Given $\epsilon>0$, a standard argument then shows that there exists a $N$ such that $$ \left|\left(\sum_{k=1}^ma_{-k}+\sum_{k=0}^na_{\sigma_1(k)}\right)-(\alpha+z_1)\right|<\epsilon $$ whenever $m,n>N$.

Now, for any $\epsilon>0$, it is (clearly) possible to choose $F$ in $(1)$ such that $$ \sum_{k=1}^ma_{-k}+\sum_{k=0}^na_{\sigma_1(k)}=\sum_{k\in F}a_k $$ and $$ \left|\left(\sum_{k=1}^ma_{-k}+\sum_{k=0}^na_{\sigma_1(k)}\right)-(\alpha+z_1)\right|<\epsilon\\ \left|\sum_{k\in F}a_k-L\right|<\epsilon $$ simultaneously. This implies $L=\alpha+z_1$. Similarly, we must have $L=\alpha+z_2$. This is a contradiction because $z_1\neq z_2$.

Hence $\displaystyle\sum_{k=-\infty}^{\infty}a_k$ converges absolutely.
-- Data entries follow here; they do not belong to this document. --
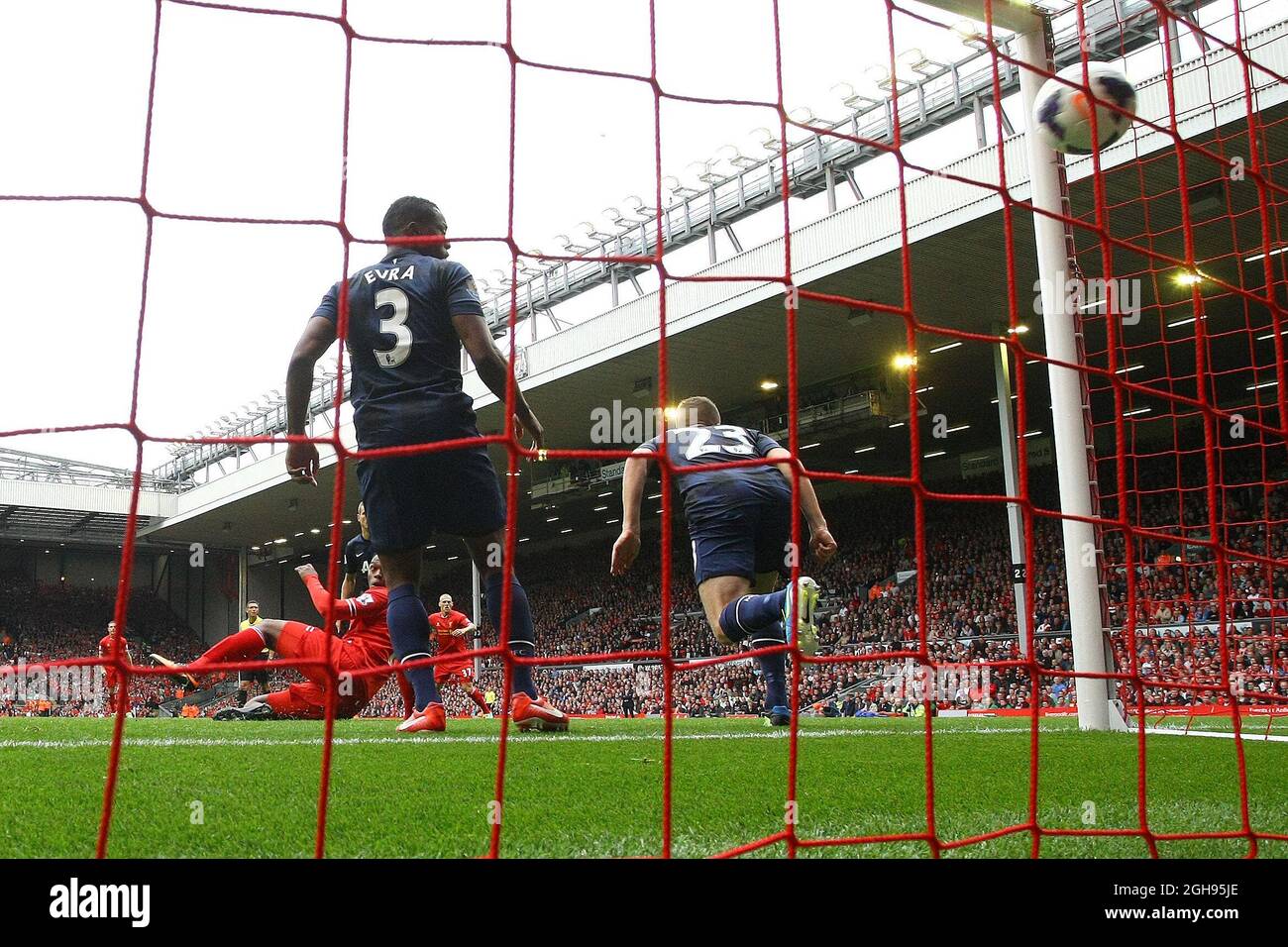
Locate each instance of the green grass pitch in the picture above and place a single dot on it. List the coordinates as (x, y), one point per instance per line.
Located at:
(596, 791)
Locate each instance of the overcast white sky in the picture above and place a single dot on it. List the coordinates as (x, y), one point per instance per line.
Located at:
(248, 123)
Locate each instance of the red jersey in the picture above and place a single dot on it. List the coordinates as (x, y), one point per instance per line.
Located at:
(368, 626)
(443, 628)
(104, 644)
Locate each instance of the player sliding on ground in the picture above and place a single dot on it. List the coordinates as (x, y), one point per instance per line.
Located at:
(364, 647)
(454, 629)
(741, 523)
(407, 318)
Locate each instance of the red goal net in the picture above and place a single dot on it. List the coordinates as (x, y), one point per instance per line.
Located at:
(1180, 226)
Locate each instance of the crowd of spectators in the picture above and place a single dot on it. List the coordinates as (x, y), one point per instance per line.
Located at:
(874, 608)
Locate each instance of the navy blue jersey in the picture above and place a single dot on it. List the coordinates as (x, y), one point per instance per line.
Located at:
(359, 554)
(704, 491)
(404, 351)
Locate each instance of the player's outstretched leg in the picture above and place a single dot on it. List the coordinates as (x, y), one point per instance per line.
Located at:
(477, 696)
(240, 646)
(256, 709)
(527, 707)
(748, 615)
(408, 633)
(759, 620)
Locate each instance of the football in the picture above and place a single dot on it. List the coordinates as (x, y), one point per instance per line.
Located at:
(1063, 112)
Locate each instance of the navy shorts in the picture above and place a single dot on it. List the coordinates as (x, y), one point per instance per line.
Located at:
(410, 497)
(745, 536)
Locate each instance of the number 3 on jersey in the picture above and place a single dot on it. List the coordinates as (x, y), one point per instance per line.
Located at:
(395, 326)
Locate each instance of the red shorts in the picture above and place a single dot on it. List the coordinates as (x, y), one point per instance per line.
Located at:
(455, 673)
(309, 699)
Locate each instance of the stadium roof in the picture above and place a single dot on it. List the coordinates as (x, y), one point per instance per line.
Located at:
(726, 338)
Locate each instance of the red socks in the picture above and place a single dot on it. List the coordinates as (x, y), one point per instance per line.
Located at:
(236, 647)
(408, 694)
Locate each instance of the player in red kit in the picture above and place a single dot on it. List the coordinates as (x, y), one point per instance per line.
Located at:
(365, 646)
(107, 647)
(454, 630)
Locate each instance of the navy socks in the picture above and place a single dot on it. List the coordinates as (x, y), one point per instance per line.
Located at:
(408, 631)
(523, 637)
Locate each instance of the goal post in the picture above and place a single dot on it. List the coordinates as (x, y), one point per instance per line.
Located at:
(1081, 561)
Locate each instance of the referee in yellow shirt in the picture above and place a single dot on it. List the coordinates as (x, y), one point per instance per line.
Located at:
(253, 682)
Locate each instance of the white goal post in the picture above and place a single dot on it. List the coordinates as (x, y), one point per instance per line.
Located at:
(1081, 560)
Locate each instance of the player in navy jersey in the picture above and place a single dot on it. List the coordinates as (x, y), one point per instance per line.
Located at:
(741, 525)
(359, 553)
(408, 316)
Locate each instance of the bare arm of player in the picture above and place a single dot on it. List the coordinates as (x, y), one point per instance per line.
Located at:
(820, 541)
(627, 545)
(301, 458)
(494, 371)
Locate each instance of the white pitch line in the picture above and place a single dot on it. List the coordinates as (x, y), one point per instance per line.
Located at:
(1224, 735)
(481, 738)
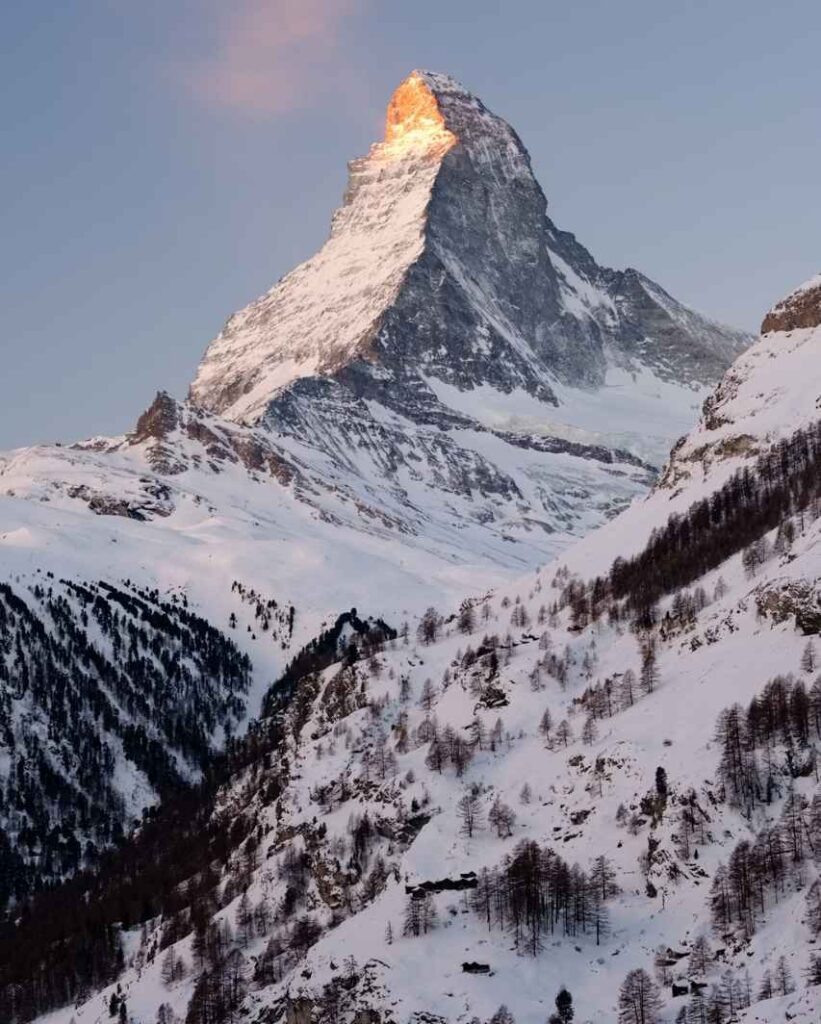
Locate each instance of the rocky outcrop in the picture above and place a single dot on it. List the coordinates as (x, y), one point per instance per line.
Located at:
(801, 308)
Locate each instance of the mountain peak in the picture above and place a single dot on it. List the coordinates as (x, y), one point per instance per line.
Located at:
(415, 121)
(443, 265)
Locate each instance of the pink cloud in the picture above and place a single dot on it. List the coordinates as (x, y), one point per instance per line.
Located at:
(270, 56)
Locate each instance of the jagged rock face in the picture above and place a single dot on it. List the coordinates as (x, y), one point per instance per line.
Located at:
(801, 308)
(442, 263)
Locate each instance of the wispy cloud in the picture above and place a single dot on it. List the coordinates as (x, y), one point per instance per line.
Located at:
(270, 56)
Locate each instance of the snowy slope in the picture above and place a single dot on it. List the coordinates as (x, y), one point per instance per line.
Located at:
(363, 747)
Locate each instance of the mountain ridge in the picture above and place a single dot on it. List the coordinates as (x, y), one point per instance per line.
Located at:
(543, 788)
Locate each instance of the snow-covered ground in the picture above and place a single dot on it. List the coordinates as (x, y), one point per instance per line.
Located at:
(726, 654)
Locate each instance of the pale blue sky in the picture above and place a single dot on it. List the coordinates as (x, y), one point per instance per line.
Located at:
(164, 162)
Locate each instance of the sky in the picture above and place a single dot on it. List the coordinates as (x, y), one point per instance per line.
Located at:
(165, 162)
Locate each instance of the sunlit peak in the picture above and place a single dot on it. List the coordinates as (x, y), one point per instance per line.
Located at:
(414, 122)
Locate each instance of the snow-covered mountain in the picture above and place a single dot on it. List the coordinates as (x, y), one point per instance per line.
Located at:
(602, 777)
(443, 397)
(450, 384)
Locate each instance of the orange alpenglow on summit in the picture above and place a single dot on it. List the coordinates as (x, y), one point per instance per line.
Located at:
(414, 122)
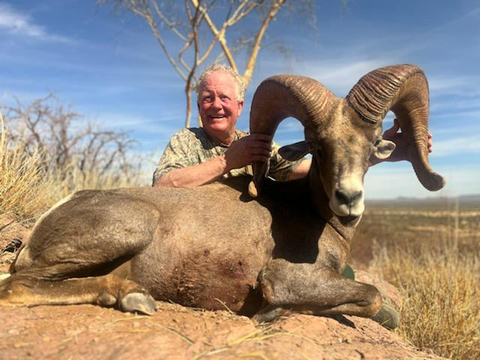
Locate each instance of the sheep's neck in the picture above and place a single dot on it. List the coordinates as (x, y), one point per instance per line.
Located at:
(320, 202)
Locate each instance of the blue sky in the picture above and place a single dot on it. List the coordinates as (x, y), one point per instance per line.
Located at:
(110, 68)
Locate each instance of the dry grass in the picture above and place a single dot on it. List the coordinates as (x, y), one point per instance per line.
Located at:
(440, 282)
(28, 187)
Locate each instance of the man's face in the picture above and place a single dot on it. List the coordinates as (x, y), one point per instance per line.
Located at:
(218, 106)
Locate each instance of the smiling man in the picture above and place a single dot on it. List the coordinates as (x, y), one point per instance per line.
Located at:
(198, 156)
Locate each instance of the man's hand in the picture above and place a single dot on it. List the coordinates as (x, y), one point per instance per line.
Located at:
(248, 149)
(400, 152)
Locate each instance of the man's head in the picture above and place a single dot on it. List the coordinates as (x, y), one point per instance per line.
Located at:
(220, 92)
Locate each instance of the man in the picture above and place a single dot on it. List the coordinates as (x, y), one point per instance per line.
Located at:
(200, 156)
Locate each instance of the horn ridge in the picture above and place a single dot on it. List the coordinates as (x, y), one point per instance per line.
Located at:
(375, 92)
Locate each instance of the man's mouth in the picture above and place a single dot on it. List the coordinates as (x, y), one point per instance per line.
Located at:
(217, 116)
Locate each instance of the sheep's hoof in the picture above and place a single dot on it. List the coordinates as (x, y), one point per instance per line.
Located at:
(138, 303)
(387, 317)
(269, 314)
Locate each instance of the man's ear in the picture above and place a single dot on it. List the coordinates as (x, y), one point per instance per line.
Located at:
(384, 149)
(240, 107)
(295, 151)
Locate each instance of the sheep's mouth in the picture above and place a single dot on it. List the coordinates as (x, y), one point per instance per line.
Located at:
(350, 220)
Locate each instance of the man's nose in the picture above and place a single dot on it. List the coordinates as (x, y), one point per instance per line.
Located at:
(217, 104)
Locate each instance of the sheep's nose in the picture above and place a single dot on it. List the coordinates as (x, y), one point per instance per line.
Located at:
(348, 198)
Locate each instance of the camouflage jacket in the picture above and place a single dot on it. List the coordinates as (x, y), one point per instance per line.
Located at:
(193, 146)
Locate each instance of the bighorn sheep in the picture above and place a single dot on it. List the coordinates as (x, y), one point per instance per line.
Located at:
(214, 246)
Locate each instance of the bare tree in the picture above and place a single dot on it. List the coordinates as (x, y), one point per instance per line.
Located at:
(50, 129)
(201, 26)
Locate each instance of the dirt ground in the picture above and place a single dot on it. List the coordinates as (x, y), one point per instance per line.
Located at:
(176, 332)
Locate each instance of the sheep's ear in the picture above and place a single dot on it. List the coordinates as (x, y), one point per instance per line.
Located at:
(383, 149)
(295, 151)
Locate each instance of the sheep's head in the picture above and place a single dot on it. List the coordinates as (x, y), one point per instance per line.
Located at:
(342, 134)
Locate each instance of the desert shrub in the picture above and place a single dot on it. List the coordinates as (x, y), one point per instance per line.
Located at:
(44, 157)
(441, 287)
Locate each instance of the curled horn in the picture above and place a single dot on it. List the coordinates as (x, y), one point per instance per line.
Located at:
(282, 96)
(404, 90)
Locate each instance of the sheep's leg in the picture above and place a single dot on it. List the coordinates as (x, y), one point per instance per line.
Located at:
(27, 288)
(310, 289)
(79, 253)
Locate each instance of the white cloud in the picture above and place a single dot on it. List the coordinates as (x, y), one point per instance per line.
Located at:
(17, 23)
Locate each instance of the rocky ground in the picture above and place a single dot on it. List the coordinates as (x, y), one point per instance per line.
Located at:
(176, 332)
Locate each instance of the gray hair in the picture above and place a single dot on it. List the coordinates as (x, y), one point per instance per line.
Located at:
(240, 91)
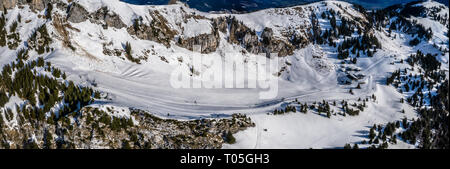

$[\Longleftarrow]$ Let $\epsilon>0$. Since $\displaystyle\sum_{k=-\infty}^{\infty}a_k$ converges absolutely, both $\displaystyle\sum_{k=0}^{\infty}a_k$ and $\displaystyle\sum_{k=1}^{\infty}a_{-k}$ converge absolutely. Consequently, we may take $N$ sufficiently large so that $$ \sum_{k=N+1}^{\infty}|a_k|<\frac{\epsilon}{2}\text{ and }\sum_{k=N+1}^{\infty}|a_{-k}|<\frac{\epsilon}{2} $$ Taking $F_{\epsilon}:=[-N,N]$, if $F\supseteq F_{\epsilon}$ then \begin{align} \left|\sum_{k\in F}a_k-L\right|&=\left|\sum_{k\in F}a_k-\left(\sum_{k=0}^{\infty}a_k+\sum_{k=1}^{\infty}a_{-k}\right)\right|\\ &=\left|\sum_{\substack{k\geq N+1\\k\not\in F}}a_{k}+\sum_{\substack{k\geq N+1\\k\not\in F}}a_{-k}\right|\\ &\leq\sum_{k=N+1}^{\infty}|a_{k}|+\sum_{k=N+1}^{\infty}|a_{-k}|\\ &<\epsilon \end{align} This shows that $\displaystyle\sum_{k\in\Bbb{Z}}a_k=L$. $\square$

Answer 1

I'll just answer your question 4. I am not saying the proof is neater, but it does not use anything deep. I will prove that if your limit (1) holds, then there is a constant $c>0$ such that $$ \sum_{k\in F}\left\vert a_{k}\right\vert \leq c $$ for every finite set $F\subseteq\mathbb{Z}$. I will use real numbers and not complex (you can just consider the real and immaginary sums separately).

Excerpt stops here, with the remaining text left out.